Shock-jocks such as Cork 96fm's resident video nasty, Neil Prendeville are sooner or later going to turn on "lesbian groups" in the same manner that the British tabloids turned on very legimate attempts by London boroughs to delegitimize homophobia in the 1980s, what is the danger here is that if right-wing media starts to uncover the levels of tax payer funding that goes directly into groups such as Outhouse, GMP, Linc and other groups, it may very well mark the beginning of a campaign to introduce bylaws to prevent public funding (which is effectively what Section 28 did in a very forcible fashion). The Daily Mail, and the red tops are highly likely to target us as the revelations of tax misspends by more "legitimate" organizations dry up and believe me, we will get hammered.

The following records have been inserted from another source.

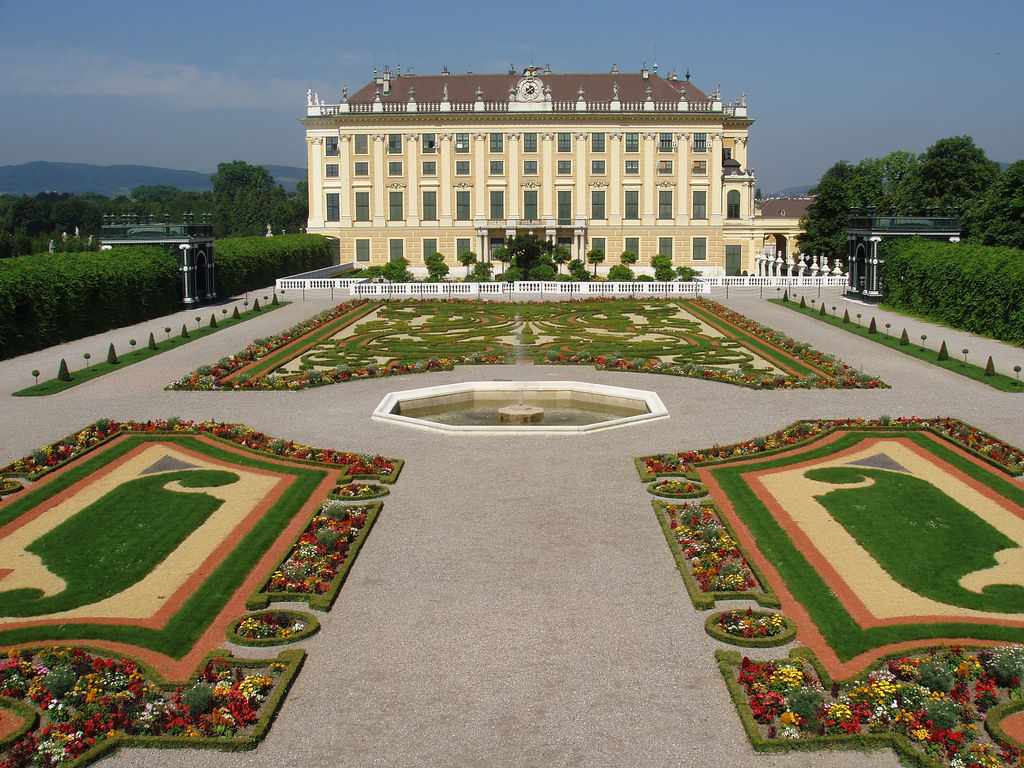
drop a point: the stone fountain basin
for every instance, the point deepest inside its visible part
(641, 406)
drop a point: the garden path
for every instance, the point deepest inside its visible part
(516, 603)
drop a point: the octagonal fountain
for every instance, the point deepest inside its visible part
(535, 408)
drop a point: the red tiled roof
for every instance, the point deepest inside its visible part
(596, 86)
(783, 207)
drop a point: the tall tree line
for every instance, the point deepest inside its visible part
(244, 201)
(951, 173)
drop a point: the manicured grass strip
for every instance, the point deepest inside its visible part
(954, 363)
(845, 636)
(52, 386)
(185, 627)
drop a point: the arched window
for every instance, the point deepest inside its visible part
(732, 207)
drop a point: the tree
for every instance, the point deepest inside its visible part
(560, 255)
(501, 254)
(436, 268)
(245, 199)
(954, 172)
(997, 218)
(663, 267)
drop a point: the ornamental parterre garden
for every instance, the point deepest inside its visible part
(696, 338)
(892, 547)
(159, 537)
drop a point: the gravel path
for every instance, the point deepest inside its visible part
(516, 603)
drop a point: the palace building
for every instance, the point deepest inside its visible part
(411, 165)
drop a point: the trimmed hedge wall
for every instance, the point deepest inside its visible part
(974, 288)
(49, 298)
(246, 263)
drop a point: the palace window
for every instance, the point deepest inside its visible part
(363, 249)
(699, 207)
(665, 204)
(462, 205)
(396, 249)
(529, 204)
(361, 206)
(732, 205)
(429, 206)
(564, 206)
(497, 204)
(632, 204)
(699, 250)
(395, 206)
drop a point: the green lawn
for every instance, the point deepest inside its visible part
(898, 519)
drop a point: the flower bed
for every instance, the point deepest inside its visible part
(929, 706)
(996, 453)
(752, 629)
(356, 491)
(272, 628)
(89, 705)
(50, 457)
(321, 558)
(678, 488)
(708, 556)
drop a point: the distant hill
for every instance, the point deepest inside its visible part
(32, 178)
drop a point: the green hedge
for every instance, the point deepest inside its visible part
(975, 288)
(49, 298)
(247, 263)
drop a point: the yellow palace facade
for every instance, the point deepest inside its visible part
(412, 165)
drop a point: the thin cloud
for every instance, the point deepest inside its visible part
(179, 86)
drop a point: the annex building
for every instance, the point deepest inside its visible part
(412, 165)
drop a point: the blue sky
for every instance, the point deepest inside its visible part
(192, 84)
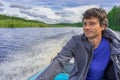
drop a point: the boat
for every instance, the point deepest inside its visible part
(64, 75)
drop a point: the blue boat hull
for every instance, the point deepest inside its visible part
(61, 76)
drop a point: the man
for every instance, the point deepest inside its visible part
(96, 51)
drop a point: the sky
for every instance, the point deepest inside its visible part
(53, 11)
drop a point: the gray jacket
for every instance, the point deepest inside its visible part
(82, 51)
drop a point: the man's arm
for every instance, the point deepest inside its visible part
(58, 63)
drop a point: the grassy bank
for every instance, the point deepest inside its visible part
(12, 22)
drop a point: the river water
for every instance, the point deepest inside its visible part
(24, 51)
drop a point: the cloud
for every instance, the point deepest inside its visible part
(66, 13)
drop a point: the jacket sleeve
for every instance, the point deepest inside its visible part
(58, 63)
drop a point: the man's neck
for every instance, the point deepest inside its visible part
(95, 41)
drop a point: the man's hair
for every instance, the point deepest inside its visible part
(96, 13)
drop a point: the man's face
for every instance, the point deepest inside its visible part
(92, 28)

Its in this context that I am slightly unnerved by the innocence of both LGBT Noise in planning a protest regarding the up and coming civil partnership legislation, while the legislation itself is expected around Easter. What better launch pad for the far right wing Libertas, now that its almost got EC funding, than to take a swipe at the queers? We need to gird our loins guys, things are gonna get very tough for us. The time of honey and sweetness is long gone and its time to be able to hit back and make a real impact. We need tough strategies for a new era, not simplistic and endearing appeals to a public assumed to be on our side. It ain't the case in closeted Cork, and it won't be the case nationally in a few months time.